Frost was a writer for the NBC television series Hill Street Blues. He co-created the ABC television series Twin Peaks and On the Air with David Lynch. He co-wrote and directed the film Storyville, co-wrote Fantastic Four and wrote The Greatest Game Ever Played, based on his book of the same name.
His other books on golf are The Match: The Day the Game of Golf Changed Forever, about a 1956 match pitting pros Ben Hogan and Byron Nelson against amateurs Harvie Ward and Ken Venturi, and The Grand Slam, about the 1930 golf season of Bobby Jones. His fictional works include The List of Seven, The Six Messiahs, and The Second Objective.

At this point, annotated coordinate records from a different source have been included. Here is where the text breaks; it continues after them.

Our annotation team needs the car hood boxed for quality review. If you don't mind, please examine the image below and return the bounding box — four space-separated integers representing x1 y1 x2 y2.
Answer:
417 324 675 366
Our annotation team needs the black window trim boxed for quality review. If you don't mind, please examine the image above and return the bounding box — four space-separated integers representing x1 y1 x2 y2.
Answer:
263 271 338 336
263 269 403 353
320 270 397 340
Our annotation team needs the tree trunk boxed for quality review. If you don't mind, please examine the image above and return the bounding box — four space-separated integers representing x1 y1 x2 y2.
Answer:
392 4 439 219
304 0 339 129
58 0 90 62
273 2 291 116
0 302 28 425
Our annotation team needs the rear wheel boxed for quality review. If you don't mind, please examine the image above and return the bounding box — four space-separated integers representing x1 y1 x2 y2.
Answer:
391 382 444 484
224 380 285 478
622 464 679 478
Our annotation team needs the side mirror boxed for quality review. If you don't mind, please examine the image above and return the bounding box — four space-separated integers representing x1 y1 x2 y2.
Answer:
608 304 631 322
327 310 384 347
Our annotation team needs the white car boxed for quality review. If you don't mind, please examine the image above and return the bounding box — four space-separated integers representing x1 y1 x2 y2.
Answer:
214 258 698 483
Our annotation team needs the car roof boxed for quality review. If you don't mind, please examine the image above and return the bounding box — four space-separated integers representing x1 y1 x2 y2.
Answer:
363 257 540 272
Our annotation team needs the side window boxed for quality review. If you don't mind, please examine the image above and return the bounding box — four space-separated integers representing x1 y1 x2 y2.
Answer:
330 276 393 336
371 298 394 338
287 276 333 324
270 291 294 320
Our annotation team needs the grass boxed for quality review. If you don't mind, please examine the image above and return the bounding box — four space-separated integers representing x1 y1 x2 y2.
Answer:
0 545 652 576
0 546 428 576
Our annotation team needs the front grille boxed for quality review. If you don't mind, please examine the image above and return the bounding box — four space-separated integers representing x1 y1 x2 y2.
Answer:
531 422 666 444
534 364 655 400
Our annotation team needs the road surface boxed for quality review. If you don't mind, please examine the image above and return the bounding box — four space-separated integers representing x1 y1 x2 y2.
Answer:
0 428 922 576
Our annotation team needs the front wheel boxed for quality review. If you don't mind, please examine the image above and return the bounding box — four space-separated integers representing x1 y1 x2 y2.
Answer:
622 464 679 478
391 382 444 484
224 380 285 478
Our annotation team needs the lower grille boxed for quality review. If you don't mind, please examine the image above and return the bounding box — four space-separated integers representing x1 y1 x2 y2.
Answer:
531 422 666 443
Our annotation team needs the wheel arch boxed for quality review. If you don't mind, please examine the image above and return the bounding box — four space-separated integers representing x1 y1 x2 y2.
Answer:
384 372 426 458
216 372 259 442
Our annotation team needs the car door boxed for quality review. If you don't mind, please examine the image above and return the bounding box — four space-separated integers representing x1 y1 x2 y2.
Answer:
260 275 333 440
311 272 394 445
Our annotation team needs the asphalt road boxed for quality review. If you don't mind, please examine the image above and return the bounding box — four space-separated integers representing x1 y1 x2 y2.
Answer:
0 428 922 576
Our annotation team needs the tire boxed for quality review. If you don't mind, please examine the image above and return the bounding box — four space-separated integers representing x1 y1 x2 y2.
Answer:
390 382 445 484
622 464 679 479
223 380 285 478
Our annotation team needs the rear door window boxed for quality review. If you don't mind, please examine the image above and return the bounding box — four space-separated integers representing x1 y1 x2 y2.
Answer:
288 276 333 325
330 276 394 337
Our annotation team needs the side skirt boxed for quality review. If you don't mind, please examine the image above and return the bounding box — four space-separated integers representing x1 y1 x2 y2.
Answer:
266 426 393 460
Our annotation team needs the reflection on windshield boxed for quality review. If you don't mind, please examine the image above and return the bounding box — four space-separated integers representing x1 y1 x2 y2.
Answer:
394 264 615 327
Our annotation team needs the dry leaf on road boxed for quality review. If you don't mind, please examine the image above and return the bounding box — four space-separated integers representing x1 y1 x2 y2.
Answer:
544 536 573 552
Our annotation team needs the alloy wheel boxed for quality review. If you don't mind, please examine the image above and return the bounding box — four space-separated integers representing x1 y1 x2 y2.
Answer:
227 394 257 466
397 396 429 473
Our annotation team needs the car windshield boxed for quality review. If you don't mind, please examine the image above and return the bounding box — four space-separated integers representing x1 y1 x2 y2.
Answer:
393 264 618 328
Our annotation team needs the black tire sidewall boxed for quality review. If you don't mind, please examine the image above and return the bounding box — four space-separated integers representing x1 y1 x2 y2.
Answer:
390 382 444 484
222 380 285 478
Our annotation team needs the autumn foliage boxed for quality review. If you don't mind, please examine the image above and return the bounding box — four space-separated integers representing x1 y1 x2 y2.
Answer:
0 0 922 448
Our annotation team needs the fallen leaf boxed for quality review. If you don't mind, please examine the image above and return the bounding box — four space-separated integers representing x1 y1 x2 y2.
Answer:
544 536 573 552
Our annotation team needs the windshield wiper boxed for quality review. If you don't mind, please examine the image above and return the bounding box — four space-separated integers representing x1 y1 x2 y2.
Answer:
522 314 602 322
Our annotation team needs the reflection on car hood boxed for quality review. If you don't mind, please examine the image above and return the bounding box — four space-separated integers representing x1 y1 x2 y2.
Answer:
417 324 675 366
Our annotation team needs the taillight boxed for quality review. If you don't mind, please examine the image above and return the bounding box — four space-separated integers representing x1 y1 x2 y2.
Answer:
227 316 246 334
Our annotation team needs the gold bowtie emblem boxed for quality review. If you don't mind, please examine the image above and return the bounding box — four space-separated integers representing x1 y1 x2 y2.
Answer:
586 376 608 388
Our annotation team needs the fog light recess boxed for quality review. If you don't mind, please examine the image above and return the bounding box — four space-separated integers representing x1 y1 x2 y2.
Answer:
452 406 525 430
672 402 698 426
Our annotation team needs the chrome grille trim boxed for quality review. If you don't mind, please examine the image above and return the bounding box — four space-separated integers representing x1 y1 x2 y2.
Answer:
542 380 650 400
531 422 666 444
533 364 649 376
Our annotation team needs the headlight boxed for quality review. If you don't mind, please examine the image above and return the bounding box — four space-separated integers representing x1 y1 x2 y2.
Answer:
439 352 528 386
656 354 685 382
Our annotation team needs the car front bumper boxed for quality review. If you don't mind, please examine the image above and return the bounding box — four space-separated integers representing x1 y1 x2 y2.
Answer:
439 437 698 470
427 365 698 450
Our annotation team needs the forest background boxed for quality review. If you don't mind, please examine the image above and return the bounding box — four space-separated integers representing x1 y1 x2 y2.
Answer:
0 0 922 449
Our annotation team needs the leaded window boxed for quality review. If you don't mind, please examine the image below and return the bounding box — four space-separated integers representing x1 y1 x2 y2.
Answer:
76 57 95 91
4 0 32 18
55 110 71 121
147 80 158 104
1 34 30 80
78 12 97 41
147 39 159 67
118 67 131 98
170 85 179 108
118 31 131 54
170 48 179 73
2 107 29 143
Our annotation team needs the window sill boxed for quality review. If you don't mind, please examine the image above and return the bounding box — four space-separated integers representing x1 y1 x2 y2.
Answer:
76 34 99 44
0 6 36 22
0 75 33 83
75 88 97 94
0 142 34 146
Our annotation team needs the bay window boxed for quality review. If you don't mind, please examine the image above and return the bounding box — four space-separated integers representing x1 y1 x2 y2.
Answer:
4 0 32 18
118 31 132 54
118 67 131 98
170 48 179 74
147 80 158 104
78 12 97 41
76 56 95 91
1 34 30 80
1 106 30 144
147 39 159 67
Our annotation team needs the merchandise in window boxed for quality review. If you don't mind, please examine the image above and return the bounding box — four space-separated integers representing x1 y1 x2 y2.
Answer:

Born in New York City, Frost moved with his family to Los Angeles during his childhood. He is the son of Mary Virginia Calhoun and actor Warren Frost, whom he cast as Dr. Hayward in Twin Peaks, and the brother of actress Lindsay Frost and writer Scott Frost. His nephew is Major League Baseball player Lucas Giolito. He graduated from the Carnegie Mellon School of Drama in 1975 with a BFA. Frost lives in Ventura County, California with his wife and son.